How 'bout those Cartels?
Well thanks to our drug-addicted western civilization, we have gang related cartels. Whatever your politics or beliefs may be about this whole situation, the one thing that is obviously clear, cartels are brutal...and will duke it out anywhere and anytime for their piece of the pie. So, are you safe in Cabo? I'd like to say 100%!y(MISSING)es....but that would be ridiculous. So, I'm just going to say this. Cartel and gang members live all over Mexico. They also live in resort towns...so do their families. Although I know the Mexican Government pays them off to keep their inhouse fighting out of the multibillion dollar resort towns, for some reason criminals don't keep their word nor do they feel morally obligated to do so. So, things still happen randomly. I.e. recent randoms in Acapulco and Mazatlan.

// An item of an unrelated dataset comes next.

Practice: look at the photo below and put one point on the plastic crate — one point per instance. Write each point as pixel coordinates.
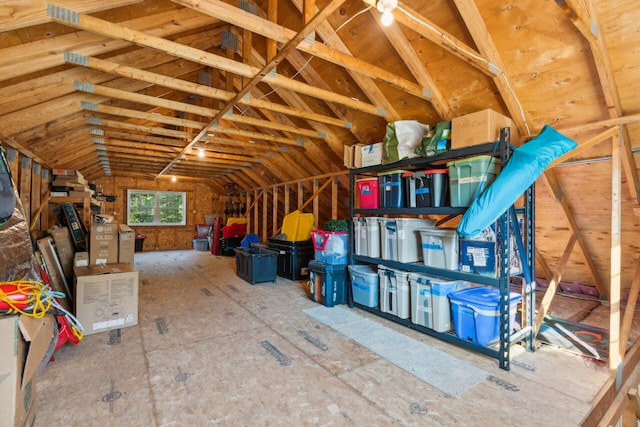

They also don't really give a rats ass about the fat white Gringos that invade their lands seasonally and act like freakin' hooligans...I actually saw this one sunburnt Texan sport fisherman yell at a vacationing Cartel member thinking he was wait staff. "Hey Jefe, get me another cervasa....Rapido." Yah, that's right he did. Simple rule of thumb: If all this makes you nervous then stay within the confines of your resort grounds, try not to yell at random Mexicans, and always pay attention to your surroundings and your situations when in a foreign country.
Well there you have it. This is all meant to be tongue and cheek by the way....I hope I haven't scared you off. Everyone should experience wonderful Los Cabos! I personally go to Los Cabos twice a year and have been for over thirty years now. If it's any consolation, there IS a reason why thousands upon thousands of tourists visit Los Cabos annually.
Cabo San Lucas is known Internationally as a sports activity destination, so if you ever want to put down your pina colada for a second and get out of that lawn chair during your vacation holiday, you won't run out of fun things to do. You can Swim with dolphins, ATV sand dunes, Parasail over the beaches, Surf, Snorkel or Scuba, Mountain bike, go fishing, Golf, Zip line over an arroyo, go Whale watching AND that's not all. Los Cabos has some of the best restaurants, sunset cruises, shopping, and sights around town to see. Come and see for yourself!!